An acute association between short-term increases in ambient air pollution and the risk of stillbirth may suggest that ambient air pollutants can acutely compromise the fetus, leading to stillbirth in the next few days. Our previous and current findings collectively provide evidence for harmful effects of ambient air pollutants on the growing fetus. It may be possible for these pollutants to cross the uteroplacental barrier and trigger hypoxic or immune-mediated injury, causing irreversible damage to the fetus leading to fetal death.
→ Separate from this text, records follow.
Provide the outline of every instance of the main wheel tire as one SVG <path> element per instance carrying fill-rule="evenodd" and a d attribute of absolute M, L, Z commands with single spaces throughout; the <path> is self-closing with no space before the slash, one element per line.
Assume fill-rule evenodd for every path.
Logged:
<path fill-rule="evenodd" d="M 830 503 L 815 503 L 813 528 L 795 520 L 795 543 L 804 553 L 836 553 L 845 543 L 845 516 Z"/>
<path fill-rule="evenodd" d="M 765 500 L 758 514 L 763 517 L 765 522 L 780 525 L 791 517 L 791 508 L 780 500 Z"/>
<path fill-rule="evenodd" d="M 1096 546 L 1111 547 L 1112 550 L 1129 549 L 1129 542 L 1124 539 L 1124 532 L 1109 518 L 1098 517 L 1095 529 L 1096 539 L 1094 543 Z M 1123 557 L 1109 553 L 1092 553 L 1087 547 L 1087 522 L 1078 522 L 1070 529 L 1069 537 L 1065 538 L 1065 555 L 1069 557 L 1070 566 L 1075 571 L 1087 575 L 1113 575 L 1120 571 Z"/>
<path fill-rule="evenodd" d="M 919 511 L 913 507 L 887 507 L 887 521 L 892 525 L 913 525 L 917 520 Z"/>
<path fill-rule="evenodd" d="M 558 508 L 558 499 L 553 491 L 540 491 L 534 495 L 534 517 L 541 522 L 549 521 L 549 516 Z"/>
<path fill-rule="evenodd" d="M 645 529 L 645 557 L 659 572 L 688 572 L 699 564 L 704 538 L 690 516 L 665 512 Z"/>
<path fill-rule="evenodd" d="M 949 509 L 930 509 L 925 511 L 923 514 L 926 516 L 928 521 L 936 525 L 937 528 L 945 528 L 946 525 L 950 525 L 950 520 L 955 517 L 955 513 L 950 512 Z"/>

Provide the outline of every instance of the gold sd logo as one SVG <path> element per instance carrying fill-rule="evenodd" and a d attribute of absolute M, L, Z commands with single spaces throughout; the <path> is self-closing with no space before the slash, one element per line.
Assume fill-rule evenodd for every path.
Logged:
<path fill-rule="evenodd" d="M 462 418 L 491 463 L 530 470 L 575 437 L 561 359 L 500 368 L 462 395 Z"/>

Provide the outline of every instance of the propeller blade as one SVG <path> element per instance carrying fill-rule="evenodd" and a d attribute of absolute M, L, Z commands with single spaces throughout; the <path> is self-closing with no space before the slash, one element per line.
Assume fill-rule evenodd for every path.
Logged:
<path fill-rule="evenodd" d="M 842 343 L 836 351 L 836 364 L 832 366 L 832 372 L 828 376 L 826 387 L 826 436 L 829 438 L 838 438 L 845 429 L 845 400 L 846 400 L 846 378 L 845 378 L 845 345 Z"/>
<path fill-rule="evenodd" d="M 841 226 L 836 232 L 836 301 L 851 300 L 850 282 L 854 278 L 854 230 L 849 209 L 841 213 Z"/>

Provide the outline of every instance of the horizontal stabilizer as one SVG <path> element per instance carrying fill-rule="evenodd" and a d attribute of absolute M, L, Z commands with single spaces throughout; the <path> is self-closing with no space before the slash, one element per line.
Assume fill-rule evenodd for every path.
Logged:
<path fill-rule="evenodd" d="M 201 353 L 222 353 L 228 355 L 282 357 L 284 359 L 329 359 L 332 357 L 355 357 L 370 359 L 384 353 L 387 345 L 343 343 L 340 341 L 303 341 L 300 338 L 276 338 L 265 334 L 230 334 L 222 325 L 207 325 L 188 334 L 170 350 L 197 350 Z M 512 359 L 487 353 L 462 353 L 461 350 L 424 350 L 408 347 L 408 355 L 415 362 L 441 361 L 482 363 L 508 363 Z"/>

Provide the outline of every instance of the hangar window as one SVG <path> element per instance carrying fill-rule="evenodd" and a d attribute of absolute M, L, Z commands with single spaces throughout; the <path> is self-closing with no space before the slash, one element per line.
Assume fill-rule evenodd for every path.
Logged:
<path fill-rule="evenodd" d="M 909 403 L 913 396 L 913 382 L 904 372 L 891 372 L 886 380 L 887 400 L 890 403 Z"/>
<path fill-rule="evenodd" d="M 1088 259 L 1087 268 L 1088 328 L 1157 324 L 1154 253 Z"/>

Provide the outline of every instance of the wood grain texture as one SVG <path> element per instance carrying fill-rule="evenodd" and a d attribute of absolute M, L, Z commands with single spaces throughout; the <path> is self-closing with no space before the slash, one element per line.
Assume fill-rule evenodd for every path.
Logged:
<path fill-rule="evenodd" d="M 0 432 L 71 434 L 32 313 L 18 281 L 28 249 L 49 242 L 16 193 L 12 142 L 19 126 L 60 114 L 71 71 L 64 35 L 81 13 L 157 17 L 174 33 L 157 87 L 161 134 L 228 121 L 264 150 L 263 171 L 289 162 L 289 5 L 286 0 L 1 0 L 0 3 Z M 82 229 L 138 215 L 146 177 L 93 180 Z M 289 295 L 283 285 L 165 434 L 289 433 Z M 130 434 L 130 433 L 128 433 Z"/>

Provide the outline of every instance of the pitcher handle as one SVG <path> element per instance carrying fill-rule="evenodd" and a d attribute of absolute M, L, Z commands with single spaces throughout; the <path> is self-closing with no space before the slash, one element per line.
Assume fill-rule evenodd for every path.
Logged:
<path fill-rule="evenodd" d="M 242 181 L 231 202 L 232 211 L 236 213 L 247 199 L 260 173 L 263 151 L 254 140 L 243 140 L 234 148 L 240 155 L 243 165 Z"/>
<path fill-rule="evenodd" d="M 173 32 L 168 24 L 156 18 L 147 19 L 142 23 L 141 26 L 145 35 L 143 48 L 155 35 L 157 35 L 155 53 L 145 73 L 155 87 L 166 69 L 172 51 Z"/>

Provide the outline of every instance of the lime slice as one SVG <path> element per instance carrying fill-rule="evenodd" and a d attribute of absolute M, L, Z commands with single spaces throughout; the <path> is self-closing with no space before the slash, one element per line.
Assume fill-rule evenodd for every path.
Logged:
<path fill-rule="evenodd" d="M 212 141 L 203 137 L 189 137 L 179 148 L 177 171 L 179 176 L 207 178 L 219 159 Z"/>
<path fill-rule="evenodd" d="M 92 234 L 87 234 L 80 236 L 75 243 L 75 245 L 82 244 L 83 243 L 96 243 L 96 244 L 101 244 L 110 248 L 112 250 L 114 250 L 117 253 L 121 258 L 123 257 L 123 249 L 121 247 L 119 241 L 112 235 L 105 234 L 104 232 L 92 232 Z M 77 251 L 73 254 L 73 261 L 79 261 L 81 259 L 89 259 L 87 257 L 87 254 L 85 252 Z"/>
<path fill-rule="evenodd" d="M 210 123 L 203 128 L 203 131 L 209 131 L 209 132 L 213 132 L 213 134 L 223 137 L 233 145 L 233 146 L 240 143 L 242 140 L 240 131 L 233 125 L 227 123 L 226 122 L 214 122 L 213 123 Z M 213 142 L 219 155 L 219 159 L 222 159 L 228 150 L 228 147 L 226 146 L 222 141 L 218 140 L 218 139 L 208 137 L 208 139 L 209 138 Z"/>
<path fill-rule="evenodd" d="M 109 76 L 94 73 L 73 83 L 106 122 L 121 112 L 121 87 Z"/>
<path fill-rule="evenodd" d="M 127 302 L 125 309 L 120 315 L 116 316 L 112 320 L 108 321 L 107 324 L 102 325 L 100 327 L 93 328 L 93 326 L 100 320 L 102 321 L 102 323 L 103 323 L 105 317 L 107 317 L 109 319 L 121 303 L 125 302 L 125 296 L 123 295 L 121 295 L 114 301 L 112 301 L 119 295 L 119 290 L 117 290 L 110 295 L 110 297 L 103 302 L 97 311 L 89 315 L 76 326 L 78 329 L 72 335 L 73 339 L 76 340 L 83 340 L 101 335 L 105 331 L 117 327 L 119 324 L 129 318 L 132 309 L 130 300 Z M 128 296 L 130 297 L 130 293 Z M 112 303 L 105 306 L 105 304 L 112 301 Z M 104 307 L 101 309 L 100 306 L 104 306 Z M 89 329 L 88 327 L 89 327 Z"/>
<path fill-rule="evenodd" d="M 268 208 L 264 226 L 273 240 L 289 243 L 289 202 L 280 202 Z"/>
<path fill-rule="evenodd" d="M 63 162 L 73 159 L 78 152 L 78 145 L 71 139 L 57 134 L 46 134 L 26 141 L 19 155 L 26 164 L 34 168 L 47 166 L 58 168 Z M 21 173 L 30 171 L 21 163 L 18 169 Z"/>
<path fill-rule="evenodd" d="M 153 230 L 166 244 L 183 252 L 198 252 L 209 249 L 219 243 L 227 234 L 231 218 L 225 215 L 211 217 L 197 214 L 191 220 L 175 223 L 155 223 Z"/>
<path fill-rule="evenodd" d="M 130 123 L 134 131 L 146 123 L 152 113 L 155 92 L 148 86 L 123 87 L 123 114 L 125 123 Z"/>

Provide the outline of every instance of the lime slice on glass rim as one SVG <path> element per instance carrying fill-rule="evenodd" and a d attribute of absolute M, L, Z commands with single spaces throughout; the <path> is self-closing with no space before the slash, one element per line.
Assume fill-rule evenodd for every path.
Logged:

However, the biological mechanisms causing fetal demise are not understood for either long-term or short-term effects of these pollutants.

We used a time-stratified case-crossover design, which is the recommended referent selection method for a case-crossover design and controls by design for confounding by time trends (weekday, long-term time trend, and season) and any interaction between them.29–31 There was a strong short-term autocorrelation in our exposure data for CO (autocorrelation in 6-day period) but not for other pollutants. This autocorrelation may have biased our results toward the null, in that it suggests that the exposure of the case period is similar to that of the control periods. As discussed by Janes et al32 and Mittleman,33 bias due to incorrect use of the conditional maximum likelihood was minimal in our study because the time-stratified referent selection strategy divides the time period a priori into fixed strata (ie, months), which allows control/referent periods to be matched to the case period by day of the week within that calendar month, thereby minimizing possible overlap bias.

Although our study had several strengths including a statewide dataset of linked stillbirths and hospital discharge data, there are a few limitations that should be considered. First, we assigned mean daily pollutant concentrations to each pregnancy based on the closest pollutant monitor within 10 km of the maternal residence at birth, regardless of the time spent at other locations, time spent indoors versus outdoors, etc., resulting in exposure error (ie, difference between ambient concentration and true pollutant exposure). However, this exposure error was not likely to be different for each subject’s case and control periods, therefore resulting in underestimates of the relative odds of stillbirth associated with increased pollutant concentration. Second, the true date of fetal death was not known, but it was estimated using the date of delivery recorded on the fetal death certificate. Because this is estimated to be, on average, 48 hours after the fetal death,24 matching air pollution data to the case and control periods based on this delivery date likely resulted in some exposure error as well. However, this misclassification would occur for both case and control periods, likely resulting in bias toward the null.

In summary, we found an increased risk of stillbirth associated with short-term increases in mean concentrations of NO2, SO2, CO, and PM2.5 in the previous a few days. Further studies (with a larger sample size, better measurement of the stillbirth date/time, and improved exposure assessment methods) are needed to confirm these findings and to investigate the biological mechanisms underlying these associations.